Robert Curtis Jr

Personal information
- Born: January 15, 1990
- Died: May 27, 2017 (aged 27) Victorville, California
- Nationality: American
- Listed height: 6 ft 9 in (2.06 m)
- Listed weight: 235 lb (107 kg)

Career information
- High school: Capistrano Valley (Mission Viejo, California)
- College: Saddleback College (2008–2010); Wayland Baptist (2010–2012);
- NBA draft: 2012: undrafted
- Playing career: 2012–present
- Position: Point guard
- Number: 38

Career history
- 2012: Saint John Mill Rats
- 2013: Saint John Mill Rats

= Robert Curtis (basketball) =

American football and basketball player (1990–2017)

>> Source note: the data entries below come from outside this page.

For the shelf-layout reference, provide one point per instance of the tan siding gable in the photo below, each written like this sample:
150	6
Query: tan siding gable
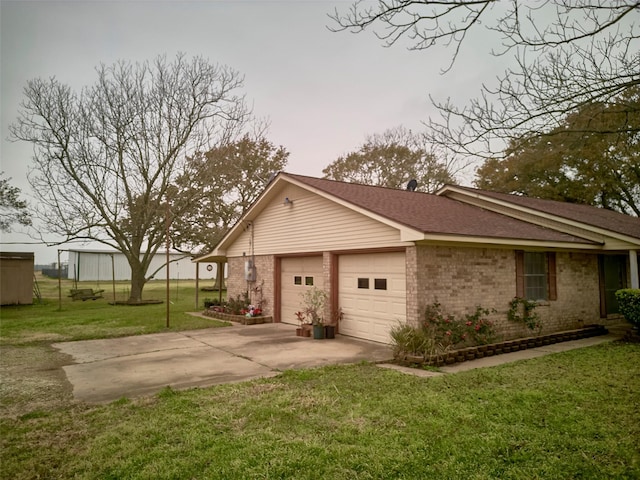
311	224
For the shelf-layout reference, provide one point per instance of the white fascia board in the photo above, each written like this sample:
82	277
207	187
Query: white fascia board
503	242
598	233
214	256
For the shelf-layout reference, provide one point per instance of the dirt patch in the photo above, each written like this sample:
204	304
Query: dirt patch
33	380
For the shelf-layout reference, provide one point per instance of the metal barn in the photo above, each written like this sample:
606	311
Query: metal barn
97	265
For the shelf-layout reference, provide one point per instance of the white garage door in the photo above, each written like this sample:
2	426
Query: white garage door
297	275
372	294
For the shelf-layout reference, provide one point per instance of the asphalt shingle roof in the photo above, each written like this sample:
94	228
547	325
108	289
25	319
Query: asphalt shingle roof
587	214
434	214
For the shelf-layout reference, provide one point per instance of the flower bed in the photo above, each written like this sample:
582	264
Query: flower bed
243	319
481	351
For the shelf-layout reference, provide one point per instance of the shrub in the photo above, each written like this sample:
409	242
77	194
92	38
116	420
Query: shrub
410	340
440	332
236	305
629	304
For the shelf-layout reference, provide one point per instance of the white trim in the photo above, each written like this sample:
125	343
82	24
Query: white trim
591	232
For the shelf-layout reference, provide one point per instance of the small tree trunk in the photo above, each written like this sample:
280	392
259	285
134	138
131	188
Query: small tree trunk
219	285
137	283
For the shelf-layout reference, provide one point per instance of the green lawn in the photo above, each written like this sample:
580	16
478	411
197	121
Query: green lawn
563	416
77	320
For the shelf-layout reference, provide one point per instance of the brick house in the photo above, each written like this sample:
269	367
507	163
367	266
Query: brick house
383	254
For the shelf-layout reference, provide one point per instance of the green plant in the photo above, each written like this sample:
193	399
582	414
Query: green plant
448	331
528	317
439	332
410	340
629	304
314	302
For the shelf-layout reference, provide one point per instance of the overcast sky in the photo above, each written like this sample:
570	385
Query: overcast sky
322	92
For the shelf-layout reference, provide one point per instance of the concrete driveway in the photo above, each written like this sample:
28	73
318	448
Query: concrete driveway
106	370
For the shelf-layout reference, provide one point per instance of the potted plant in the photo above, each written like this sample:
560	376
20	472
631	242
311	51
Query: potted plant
301	331
314	301
330	329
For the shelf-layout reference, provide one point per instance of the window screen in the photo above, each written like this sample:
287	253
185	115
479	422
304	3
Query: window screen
380	283
535	276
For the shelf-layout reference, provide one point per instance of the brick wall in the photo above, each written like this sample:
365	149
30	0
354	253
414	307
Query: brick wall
462	278
261	289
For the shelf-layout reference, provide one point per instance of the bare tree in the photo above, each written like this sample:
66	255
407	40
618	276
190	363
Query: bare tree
105	158
567	54
12	209
231	178
392	159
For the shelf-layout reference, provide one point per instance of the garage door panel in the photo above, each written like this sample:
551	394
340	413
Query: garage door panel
370	313
291	291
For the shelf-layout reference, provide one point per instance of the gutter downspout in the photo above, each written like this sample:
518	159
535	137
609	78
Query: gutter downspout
633	263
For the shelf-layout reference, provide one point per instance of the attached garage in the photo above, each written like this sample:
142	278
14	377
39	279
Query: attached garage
372	294
297	275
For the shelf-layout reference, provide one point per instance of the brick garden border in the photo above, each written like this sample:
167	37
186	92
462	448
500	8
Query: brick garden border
481	351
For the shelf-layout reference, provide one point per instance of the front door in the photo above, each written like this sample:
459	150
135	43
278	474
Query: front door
613	277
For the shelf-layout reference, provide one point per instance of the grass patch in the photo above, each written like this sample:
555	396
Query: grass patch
554	417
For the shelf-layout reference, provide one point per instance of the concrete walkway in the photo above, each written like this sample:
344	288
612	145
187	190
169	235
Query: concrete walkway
508	357
109	369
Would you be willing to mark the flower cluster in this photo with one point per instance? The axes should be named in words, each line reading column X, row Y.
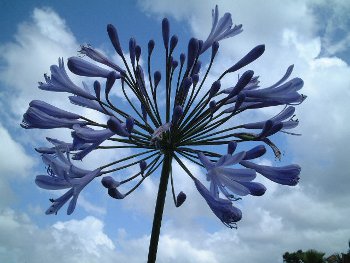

Robert Curtis, Jr. (January 15, 1990 – May 26, 2017) was an American football and basketball player. He competed with the Saint John Mill Rats of the National Basketball League of Canada (NBL), playing for the team in multiple seasons. Curtis also played with the North County Cobras of the LaBelle Community Football League (LCFL).

== Early life ==
Curtis was born on January 15, 1990, to Robert Curtis, Sr. and Starlea Hall and was brought up in Pomona, California. When Robert, Jr. was 5 years old, his father was shot and killed. Hall was diagnosed with brain cancer at 45 years of age.

== High school career ==
Curtis attended Capistrano Valley High School in Mission Viejo, California. Along with basketball, he played American football in his sophomore year. In his junior season, Curtis was averaging 1.9 points and 2.0 rebounds in 8 games on the varsity team. he saw significant improvement as a senior, averaging 14.5 points and 9.6 rebounds in 26 appearances. Throughout his final season at Capistrano Valley, Oregon State was the sole NCAA Division I program that pursued him. He played with the West Coast All-Stars at the Boo Williams Invitational that season. Following graduation from high school, Curtis made the decision to play prep basketball before joining a college team.

== Collegiate career ==
Curtis played his first two seasons of college basketball with Saddleback College in Mission Viejo, California. The Gauchos played in the California Community College Athletic Association (CCCAA). In 2010, the power forward led the team to a state title. He, along with teammate Tyler McManaman, was named to the all-tournament team. Curtis returned to Saddleback for his sophomore season. After the conclusion of the 2009–10 season, he was recruited by the NCAA Division II team at Cal State Dominguez Hills. However, he sat out for the season. Entering the next season, Curtis joined Wayland Baptist of the National Association of Intercollegiate Athletics (NAIA). He averaged a team-high 13.1 points and 6.8 rebounds. Curtis chose to become professional after his third season at the collegiate level.

== Professional career ==
=== Basketball ===
Over the summer after his final year at Wayland Baptist, Curtis participated in the Southern California Summer Pro League. At the event, he averaged 14.7 points and 8.2 rebounds in 31.8 minutes per game over a total of six games. On August 27, 2012, Curtis was selected by the Windsor Express with the first overall pick in the 2012 NBL Canada draft. He was promptly traded to the Saint John Mill Rats for Mike Helms, the team's fifth overall draft pick, and rights to Isaac Kuon. Mill Rats' general manager Ian McCarthy praised Curtis, "Rob is a young player with tremendous upside. He is ready to prove he was worthy of being the #1 pick and this will be a statement year for him. He is a very mobile big with a good post skillset."

=== Football ===
Curtis had experience playing American football at the semi-professional level. In 2012, he decided to return to the sport, which he had not played since high school. He signed with the North County Cobras of the LaBelle Community Football League (LCFL) as a wide receiver and tight end. The Cobras are based in Vista, California. In his first game, Curtis recorded a touchdown reception against the San Diego Riptide. He said, "I've been feeling football. Football's my first sport, and over the years going through high school my mom didn't want me to play football because of the dangers." He was coached by Tony Vinson, who praised him for his determination.

==Death==
Curtis was shot and killed outside of a Home Depot in Victorville, California, on May 27, 2017. A person was arrested on Wednesday, May 31 for the shooting.